钥灵汐没时间搭理她小人得志的态度,一进门她就率先偷偷瞄了一眼方杜若的神色,只见她仍旧是端着架子屈膝儿坐,面上神色淡然,看不出喜怒。
“奴婢知错,请姑姑责罚!”钥灵汐悄悄瞪了一眼辛夷,没敢等方杜若发话她自个儿就老老实实的跪了下来。
辛夷秀眉高挑,冷哼一声没鸟她,好不容易让她逮着了机会,落井下石可是她的拿手好戏。
方杜若微微抬首,睥睨的瞅了她一眼,语气不怒自威:“擅离职守,赵灵汐你胆子不小啊!”
“不,姑姑,奴婢其实胆子挺小的,什么都怕,最怕爬来爬去的蟑螂了。”钥灵汐一本正经道。
方杜若:“……”你这么语出惊人你爸妈造吗?
气氛突然冷了下来,方杜若眯了眯眼,再次仔细将钥灵汐打量一遍,容貌算不上倾城只算得上清秀,智商算不上聪慧却也不是蠢笨之人,表面上看起来恭顺乖巧,一双灰溜溜的眸子却转来转去,心里也不知再打什么主意。
偏偏就是这么一个普普通通的女子却值得大王亲自开口,更是不过短短半月便爬上了大王的龙床,方杜若吃不准她与大王的关系自然不敢贸然出手,要是她前脚把人办了大王后脚就问她要人怎么办?毕竟人是大王亲自带过来的,可若是就这么算了枉顾宫规岂不是令她以为她不敢处置她,日后她岂不是更不会将自己放在眼里?

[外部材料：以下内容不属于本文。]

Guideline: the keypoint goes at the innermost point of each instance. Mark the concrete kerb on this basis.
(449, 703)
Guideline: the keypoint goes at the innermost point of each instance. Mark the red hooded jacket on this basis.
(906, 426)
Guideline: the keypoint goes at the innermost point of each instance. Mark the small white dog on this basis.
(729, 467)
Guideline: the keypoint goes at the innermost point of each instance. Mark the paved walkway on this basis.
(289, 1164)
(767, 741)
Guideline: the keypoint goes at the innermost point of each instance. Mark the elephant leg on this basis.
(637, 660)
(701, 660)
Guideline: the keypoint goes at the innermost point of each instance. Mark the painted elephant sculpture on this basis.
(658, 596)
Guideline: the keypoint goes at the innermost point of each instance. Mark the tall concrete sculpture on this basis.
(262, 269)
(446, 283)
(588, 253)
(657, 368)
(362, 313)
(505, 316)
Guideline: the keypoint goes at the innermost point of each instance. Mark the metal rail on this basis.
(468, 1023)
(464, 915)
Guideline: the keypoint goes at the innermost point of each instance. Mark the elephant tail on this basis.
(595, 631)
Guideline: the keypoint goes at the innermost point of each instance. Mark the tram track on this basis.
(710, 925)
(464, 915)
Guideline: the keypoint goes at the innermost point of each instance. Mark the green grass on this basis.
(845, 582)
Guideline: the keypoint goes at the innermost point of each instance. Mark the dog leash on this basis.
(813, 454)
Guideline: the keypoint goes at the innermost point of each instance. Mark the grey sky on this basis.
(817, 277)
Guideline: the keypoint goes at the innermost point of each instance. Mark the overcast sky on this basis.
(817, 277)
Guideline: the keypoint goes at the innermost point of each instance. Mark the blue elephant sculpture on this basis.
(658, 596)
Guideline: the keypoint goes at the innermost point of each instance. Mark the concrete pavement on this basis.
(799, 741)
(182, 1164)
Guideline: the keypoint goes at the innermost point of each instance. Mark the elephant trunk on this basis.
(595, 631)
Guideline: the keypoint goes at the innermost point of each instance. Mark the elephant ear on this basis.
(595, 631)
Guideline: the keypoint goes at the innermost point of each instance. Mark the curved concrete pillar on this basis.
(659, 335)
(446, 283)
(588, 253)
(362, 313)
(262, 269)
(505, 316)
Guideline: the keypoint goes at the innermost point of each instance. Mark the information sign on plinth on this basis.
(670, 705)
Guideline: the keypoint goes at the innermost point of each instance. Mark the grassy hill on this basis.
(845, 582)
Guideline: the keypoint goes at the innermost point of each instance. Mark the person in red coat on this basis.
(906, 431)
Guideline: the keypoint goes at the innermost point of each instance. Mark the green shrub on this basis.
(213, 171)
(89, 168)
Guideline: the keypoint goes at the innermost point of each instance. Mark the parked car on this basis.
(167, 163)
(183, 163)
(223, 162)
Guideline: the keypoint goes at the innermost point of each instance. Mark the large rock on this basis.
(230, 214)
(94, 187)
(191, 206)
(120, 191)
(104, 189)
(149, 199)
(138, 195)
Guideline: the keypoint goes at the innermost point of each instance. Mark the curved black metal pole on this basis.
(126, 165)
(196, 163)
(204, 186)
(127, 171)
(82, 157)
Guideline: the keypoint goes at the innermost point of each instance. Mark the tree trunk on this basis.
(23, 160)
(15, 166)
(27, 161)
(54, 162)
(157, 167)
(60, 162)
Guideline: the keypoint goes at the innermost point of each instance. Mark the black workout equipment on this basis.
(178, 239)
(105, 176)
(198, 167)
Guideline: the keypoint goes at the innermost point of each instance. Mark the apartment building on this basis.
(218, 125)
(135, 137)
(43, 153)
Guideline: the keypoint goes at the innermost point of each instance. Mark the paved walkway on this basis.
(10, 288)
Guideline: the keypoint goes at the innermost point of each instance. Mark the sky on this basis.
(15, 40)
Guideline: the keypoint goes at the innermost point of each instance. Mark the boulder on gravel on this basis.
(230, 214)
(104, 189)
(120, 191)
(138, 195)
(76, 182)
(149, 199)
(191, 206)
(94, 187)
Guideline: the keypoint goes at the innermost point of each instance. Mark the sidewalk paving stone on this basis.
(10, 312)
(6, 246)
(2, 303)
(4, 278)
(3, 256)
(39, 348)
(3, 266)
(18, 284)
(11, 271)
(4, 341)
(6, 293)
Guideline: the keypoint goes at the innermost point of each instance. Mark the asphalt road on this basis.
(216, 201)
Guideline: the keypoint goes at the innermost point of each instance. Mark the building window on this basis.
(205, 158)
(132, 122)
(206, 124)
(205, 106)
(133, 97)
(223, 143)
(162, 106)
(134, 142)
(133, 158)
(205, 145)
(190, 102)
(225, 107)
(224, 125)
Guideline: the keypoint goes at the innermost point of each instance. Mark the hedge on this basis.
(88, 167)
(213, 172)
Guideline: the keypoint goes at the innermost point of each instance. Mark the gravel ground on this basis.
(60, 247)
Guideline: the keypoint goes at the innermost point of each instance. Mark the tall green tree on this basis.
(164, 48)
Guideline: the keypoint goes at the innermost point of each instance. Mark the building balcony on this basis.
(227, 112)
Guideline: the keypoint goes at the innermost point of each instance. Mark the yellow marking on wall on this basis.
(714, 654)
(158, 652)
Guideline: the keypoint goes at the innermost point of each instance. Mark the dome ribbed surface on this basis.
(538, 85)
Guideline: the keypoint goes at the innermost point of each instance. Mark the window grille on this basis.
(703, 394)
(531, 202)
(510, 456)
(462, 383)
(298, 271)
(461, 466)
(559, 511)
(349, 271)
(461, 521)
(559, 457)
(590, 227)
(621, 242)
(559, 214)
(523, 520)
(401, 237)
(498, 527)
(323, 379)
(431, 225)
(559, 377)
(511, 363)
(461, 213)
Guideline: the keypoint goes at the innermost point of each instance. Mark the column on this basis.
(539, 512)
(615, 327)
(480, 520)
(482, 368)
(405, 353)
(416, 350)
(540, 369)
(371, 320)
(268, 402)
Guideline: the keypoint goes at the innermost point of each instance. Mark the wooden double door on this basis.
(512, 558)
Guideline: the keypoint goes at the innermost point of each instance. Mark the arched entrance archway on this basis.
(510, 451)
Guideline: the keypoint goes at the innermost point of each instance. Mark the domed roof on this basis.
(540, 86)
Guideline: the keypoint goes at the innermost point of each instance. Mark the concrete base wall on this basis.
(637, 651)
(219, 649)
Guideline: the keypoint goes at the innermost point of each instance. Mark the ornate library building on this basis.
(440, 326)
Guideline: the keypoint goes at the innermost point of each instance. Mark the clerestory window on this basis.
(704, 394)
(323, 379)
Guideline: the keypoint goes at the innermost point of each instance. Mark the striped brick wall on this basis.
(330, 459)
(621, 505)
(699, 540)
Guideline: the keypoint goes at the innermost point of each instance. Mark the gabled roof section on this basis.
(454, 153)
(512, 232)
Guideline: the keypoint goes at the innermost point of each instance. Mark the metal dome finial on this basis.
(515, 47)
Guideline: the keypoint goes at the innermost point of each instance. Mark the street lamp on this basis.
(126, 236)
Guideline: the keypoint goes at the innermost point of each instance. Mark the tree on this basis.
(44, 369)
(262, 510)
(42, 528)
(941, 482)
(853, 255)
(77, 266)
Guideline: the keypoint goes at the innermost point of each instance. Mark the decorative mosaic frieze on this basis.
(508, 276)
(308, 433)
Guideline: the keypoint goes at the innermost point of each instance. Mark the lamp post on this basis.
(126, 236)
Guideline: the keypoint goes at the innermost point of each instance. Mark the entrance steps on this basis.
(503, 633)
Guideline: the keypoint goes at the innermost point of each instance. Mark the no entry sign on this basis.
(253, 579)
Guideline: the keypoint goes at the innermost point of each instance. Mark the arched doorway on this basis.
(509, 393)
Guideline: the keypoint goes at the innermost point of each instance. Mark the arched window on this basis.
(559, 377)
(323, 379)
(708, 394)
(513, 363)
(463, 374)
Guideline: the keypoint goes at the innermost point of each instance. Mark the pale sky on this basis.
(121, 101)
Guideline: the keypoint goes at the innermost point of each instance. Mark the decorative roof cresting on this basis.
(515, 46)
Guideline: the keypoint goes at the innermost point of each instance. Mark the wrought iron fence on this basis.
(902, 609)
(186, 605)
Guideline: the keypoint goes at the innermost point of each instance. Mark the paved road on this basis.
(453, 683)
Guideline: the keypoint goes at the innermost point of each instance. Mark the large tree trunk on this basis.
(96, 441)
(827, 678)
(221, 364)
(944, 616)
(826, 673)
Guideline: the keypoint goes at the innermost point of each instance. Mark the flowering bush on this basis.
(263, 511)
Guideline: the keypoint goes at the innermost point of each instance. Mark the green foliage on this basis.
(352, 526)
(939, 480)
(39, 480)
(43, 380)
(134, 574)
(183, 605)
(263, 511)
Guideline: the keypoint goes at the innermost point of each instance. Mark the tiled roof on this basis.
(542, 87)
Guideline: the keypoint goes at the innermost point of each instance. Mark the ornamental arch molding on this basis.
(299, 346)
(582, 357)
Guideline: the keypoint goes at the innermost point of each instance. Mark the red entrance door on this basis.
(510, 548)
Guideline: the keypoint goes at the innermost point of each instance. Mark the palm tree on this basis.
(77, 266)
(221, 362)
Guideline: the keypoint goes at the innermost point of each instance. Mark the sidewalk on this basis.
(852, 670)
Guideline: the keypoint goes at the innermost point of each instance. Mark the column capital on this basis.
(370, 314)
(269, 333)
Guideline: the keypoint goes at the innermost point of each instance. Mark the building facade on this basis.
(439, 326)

凡事做个七八分便足矣,总得给自己留条后路,毕竟风水轮流转,以后得事谁说得准呢!
一番思量之后,方杜若有了主意。
方杜若眸光幽幽转向钥灵汐,道:“此次念你乃初犯,且事态并不严重,施以腓骨之邢小惩大诫,扣除半年月奉。”
一听到要扣工资钥灵汐一阵哀嚎,事关钱财她再也淡定不起来了,于是她看了看方杜若可怜兮兮道:“表酱紫啦!能不能只扣一个月月奉啊?”
“不行。”方杜若厉声道。
钥灵汐:“……”好吧!她就知道没得商量。
同样不淡定还有辛夷,这次好不容易才抓住她的把柄,无故擅离职守,按律法是要革除职位杖责三十贬为下等宫女的,这下她可算是把这块又臭又硬的绊脚石给踢了,结果没想到方杜若竟然顾及传言只扣了她半年月奉
,连小屁屁都没打愣是给换成了打小腿肚,气得她当即跳出来抗议:“姑姑,擅离职守是要……”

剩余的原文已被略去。